Net neutrality won't work properly on today's wireless networks if we want to advance. For instance, the plan is to move voice minutes over to VOIP entirely. Imagine your call garbling or cutting out because someone nearby is streaming a Youtube video.
So essential services should be given priority once everything becomes data. Naturally, the first response would be "then Verizon can give priority to their VOIP traffic, no big deal, right?" Well, that opens up another can of worms. Let's say that someone decides that they will get a Verizon data plan, but wants to use Vonage for VOIP so that they can link their home and multiple cell phones to the same VIOP number. Should Verizon be forced to just give priority to someone else's traffic? Of course not, someone has to pay for that priority, but who, the customer or Vonage? Of course, we both know that Verizon, if they had their way, would bill BOTH.
And I'm not advocating double billing for using their pipes. I'm talking about billing for priority access so that your calls aren't interrupted by someone else streaming goat porn off the same tower.

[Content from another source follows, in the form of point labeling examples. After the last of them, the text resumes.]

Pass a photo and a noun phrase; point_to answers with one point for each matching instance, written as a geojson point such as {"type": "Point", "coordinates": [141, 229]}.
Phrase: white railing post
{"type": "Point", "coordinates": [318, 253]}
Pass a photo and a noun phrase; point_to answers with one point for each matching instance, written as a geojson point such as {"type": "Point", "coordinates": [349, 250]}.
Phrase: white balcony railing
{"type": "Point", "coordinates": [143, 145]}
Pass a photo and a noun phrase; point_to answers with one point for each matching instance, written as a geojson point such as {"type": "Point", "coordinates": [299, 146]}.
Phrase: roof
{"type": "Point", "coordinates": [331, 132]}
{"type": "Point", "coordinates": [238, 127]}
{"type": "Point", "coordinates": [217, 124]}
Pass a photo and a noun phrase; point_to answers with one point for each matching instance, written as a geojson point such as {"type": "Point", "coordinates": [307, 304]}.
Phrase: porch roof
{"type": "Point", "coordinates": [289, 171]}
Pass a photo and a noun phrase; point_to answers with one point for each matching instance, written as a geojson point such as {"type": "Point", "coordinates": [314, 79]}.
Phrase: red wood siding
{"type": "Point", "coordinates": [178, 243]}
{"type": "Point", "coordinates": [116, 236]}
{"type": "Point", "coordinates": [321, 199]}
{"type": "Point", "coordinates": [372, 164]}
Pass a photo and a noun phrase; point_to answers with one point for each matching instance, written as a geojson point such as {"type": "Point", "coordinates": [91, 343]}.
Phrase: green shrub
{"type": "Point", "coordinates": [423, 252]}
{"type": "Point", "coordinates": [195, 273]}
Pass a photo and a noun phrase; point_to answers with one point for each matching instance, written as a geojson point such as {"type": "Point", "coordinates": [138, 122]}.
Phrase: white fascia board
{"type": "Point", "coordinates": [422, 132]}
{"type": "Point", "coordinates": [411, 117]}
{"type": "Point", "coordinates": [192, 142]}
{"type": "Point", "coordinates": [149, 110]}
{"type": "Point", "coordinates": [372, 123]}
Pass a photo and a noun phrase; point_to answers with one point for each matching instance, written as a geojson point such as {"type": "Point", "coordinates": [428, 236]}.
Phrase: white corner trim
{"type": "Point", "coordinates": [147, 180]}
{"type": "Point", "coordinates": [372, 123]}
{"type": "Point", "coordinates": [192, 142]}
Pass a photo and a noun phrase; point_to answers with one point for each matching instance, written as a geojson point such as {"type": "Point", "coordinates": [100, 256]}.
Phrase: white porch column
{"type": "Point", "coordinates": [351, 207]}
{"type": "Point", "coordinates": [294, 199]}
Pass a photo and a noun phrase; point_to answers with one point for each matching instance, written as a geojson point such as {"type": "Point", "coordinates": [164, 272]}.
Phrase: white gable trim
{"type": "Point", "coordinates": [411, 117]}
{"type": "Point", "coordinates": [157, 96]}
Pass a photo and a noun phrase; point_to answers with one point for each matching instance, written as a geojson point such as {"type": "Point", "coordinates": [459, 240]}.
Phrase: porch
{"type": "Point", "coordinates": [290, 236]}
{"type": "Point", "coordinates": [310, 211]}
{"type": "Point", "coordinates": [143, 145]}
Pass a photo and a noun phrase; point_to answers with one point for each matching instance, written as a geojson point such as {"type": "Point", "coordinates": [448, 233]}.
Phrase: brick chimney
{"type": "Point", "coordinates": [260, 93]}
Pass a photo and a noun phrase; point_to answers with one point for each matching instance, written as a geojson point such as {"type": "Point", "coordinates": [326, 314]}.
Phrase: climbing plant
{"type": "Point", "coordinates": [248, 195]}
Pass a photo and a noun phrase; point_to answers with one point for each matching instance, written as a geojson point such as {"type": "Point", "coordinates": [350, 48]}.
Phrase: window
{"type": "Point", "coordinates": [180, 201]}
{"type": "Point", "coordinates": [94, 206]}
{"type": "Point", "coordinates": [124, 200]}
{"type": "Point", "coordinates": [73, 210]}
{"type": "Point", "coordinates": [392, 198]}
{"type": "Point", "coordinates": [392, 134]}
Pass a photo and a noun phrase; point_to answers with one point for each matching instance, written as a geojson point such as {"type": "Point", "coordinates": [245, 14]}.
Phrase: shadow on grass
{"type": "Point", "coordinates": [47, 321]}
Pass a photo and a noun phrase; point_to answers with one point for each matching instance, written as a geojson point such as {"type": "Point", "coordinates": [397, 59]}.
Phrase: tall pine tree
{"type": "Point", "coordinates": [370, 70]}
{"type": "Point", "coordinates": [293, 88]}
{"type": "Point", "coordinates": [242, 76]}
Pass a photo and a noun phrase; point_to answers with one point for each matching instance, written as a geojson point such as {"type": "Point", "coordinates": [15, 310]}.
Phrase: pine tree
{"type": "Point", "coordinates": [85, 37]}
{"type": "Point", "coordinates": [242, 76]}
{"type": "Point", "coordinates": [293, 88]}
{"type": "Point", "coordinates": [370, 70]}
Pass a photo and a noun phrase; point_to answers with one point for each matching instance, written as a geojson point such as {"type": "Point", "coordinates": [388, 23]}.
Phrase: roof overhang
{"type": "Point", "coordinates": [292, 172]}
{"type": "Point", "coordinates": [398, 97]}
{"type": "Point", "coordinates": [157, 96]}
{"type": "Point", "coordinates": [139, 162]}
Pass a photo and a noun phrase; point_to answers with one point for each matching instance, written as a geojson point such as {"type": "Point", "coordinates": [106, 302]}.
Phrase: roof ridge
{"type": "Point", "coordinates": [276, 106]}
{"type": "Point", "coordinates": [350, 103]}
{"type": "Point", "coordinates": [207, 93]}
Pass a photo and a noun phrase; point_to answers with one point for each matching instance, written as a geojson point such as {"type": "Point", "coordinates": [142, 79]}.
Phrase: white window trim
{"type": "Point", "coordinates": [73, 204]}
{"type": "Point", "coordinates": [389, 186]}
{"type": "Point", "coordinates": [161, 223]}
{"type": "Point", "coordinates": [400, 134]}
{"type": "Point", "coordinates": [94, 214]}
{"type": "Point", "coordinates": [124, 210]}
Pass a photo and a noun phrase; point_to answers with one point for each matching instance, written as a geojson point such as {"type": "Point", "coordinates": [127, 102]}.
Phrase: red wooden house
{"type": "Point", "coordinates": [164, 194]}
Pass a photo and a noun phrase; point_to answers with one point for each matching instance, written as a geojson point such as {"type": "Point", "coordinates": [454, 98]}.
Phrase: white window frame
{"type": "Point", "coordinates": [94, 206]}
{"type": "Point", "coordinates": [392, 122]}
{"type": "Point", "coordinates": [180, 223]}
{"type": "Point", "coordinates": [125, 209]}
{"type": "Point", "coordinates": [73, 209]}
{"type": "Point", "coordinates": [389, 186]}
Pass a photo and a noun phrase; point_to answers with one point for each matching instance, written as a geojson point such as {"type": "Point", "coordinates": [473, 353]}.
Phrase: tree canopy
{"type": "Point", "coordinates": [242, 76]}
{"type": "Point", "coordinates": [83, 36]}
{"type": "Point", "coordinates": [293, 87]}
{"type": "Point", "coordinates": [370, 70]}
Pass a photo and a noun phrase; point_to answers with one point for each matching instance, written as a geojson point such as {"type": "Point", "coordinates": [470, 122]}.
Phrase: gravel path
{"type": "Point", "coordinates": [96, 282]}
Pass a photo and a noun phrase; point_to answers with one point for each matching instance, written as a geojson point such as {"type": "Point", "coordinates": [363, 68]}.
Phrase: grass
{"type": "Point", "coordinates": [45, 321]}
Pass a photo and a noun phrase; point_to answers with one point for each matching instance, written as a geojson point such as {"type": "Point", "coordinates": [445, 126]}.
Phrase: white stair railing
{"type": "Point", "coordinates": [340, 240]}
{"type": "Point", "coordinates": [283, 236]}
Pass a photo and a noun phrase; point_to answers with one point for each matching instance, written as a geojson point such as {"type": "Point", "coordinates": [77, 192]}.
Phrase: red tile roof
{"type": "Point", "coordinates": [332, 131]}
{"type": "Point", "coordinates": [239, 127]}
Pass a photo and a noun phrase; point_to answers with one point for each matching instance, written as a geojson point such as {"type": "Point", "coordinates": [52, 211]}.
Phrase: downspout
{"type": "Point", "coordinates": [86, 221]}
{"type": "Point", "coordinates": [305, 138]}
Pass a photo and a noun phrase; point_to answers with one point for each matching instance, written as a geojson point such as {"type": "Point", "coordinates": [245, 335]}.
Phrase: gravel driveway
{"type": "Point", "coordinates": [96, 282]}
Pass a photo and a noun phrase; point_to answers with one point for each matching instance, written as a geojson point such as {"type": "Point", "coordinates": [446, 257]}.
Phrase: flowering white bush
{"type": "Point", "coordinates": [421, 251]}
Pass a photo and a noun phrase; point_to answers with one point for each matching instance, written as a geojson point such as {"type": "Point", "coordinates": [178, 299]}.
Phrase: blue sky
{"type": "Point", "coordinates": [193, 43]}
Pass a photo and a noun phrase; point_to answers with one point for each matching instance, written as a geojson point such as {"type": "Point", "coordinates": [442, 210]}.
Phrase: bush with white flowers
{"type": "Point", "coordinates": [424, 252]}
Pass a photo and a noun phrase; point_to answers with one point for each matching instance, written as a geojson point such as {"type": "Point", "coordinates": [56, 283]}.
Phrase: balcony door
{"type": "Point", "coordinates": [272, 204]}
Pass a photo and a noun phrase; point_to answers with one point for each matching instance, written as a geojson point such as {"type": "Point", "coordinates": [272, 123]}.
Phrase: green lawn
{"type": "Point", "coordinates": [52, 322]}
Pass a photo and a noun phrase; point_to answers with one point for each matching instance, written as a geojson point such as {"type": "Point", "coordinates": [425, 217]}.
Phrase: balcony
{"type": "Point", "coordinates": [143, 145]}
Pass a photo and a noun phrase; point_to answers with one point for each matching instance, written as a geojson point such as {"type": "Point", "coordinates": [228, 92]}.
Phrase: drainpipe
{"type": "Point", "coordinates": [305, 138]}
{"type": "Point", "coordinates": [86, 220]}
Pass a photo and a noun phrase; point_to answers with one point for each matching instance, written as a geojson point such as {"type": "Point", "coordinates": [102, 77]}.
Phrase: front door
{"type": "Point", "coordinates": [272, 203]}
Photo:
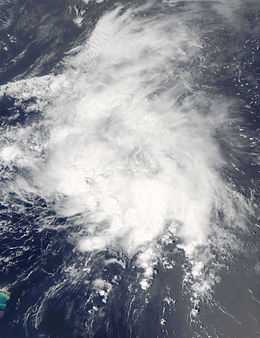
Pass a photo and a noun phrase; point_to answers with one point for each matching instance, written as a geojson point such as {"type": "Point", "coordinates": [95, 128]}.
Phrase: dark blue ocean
{"type": "Point", "coordinates": [104, 138]}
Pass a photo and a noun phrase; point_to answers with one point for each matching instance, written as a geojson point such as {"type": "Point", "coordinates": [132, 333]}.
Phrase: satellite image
{"type": "Point", "coordinates": [129, 169]}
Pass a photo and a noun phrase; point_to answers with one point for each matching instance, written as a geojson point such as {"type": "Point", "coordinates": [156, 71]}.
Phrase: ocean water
{"type": "Point", "coordinates": [129, 160]}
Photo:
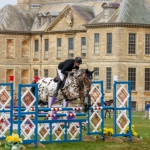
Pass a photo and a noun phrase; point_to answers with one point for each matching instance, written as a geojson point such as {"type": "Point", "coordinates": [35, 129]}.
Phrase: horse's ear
{"type": "Point", "coordinates": [86, 71]}
{"type": "Point", "coordinates": [93, 71]}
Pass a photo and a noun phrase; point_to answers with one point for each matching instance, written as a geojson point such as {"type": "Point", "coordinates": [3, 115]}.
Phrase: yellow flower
{"type": "Point", "coordinates": [9, 138]}
{"type": "Point", "coordinates": [20, 140]}
{"type": "Point", "coordinates": [16, 138]}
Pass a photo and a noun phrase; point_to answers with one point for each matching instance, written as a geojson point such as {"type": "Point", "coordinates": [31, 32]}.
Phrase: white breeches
{"type": "Point", "coordinates": [60, 75]}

Bottom line is that net neutrality on today's wireless networks opens up a whole can of worms that don't apply to hardline networks. So, I'm open to net neutrality with tweaks, but not flat out neutrality as it would hinger progress. I want to see the day where all we pay for is a data plan, and that data is used for web surfing, text messaging, and VOIP. Voice and Text plans need to die, but net neutrality would only extend them.